Ворон на спине Мельмота повернул голову, и его маленькие блестящие глаза равнодушно смотрели на ягненка.

— Тебе? — прошептал ягненок.

— Мне? — Мельмот подмигнул. — Важна сама история, а не тот, кто ее рассказывает. Слушай истории, собирай их на лугу, как одуванчики. Бывают воющие собаки-овчарки, лишенные запаха, овцы-вампиры, безголовые пастухи…

— И оборотни, — сказал ягненок, вспомнивший о страшных часах у дольмена.

— И оборотни, — подтвердил Мельмот. — Оборотни, упрямый маленький наблюдатель за привидениями, тоже бывают.

И, словно в подтверждение этих слов, ворон на его спине распахнул черные крылья навстречу закатному солнцу.

Мельмот развернулся и побежал мимо Мод, мимо Корделии и Мапл, мимо Зоры и Сэра Ричфилда. И исчез в кустах дрока. А овцам через минуту стало казаться, что странный седой баран им просто приснился.

Но Ричфилд только щурился.

— Он немного побродит и вернется, — сказал он. — Он всегда любил ночи. «Слишком жалко тратить на сон» — так он говорит. Он вернется. — И добавил на всякий случай: — Овцы не могут покидать стадо, если не собираются вернуться.


После исчезновения Мельмота овцам показалось, что луг словно опустел и стал неуютен, как глубокое море.
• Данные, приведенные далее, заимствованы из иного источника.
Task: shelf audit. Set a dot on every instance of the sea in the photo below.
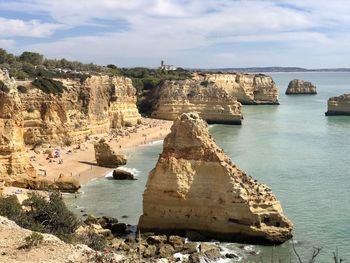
(293, 147)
Они собрались на холме, вслушиваясь в тишину. Мисс Мапл подводила итоги.

— Итак, мы выяснили, почему Джордж ушел из своего стада, — сказала она. — В ту ночь, о которой нам рассказал Мельмот, Джордж понял, что его стадо убило Маккарти. Только представьте себе: вы живете в стаде и однажды выясняется, что ваши сородичи вовсе не овцы, а волки. Волки в овечьей шкуре.
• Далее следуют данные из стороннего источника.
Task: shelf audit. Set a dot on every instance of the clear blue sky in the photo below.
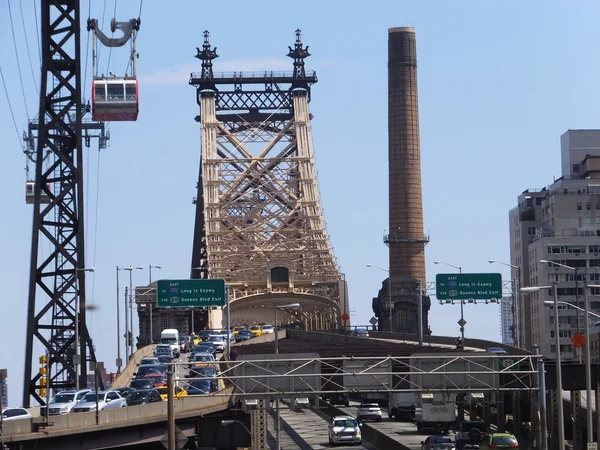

Овцы растерянно уставились на Мапл. Такую ужасную картину они не могли представить даже во сне. Только зимний ягненок захихикал.
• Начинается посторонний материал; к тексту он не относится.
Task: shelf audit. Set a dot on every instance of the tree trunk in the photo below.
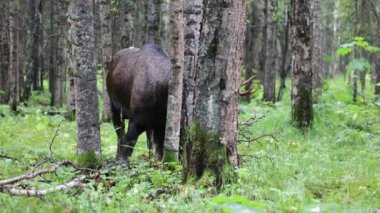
(193, 15)
(211, 141)
(377, 57)
(153, 22)
(60, 57)
(285, 59)
(106, 41)
(14, 66)
(4, 53)
(127, 33)
(52, 43)
(249, 48)
(301, 28)
(316, 59)
(86, 98)
(259, 38)
(32, 48)
(165, 25)
(173, 119)
(270, 52)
— Я думаю, что для людей понятие «справедливость — это когда что-то выходит наружу», — продолжала Мисс Мапл.

— Откуда? — спросил Отелло, которого этот вопрос очень интересовал.

Мисс Мапл задумалась.

— Я не знаю откуда, — призналась она в конце концов. — Если бы мы знали откуда, мы попытались бы ее выпустить.

— Справедливость! — заблеял Моппл, которому понравилась мысль о том, что достаточно будет одного усилия чудесного ловкого носа Лейн, и справедливость выпустят на волю, и вся история с убийством будет наконец позади. Только потом он задумался: а зачем вообще понадобилось запирать справедливость? Она что, опасна? И не только для людей, но и для овец? Моппл закрыл рот и решил в дальнейшем помалкивать на таких сборищах и жевать жвачку.

— Вернемся к рассказу Мельмота, — после паузы сказала Мисс Мапл. — Джордж и мясник боялись трупа. Это понятно — смерти боится каждый.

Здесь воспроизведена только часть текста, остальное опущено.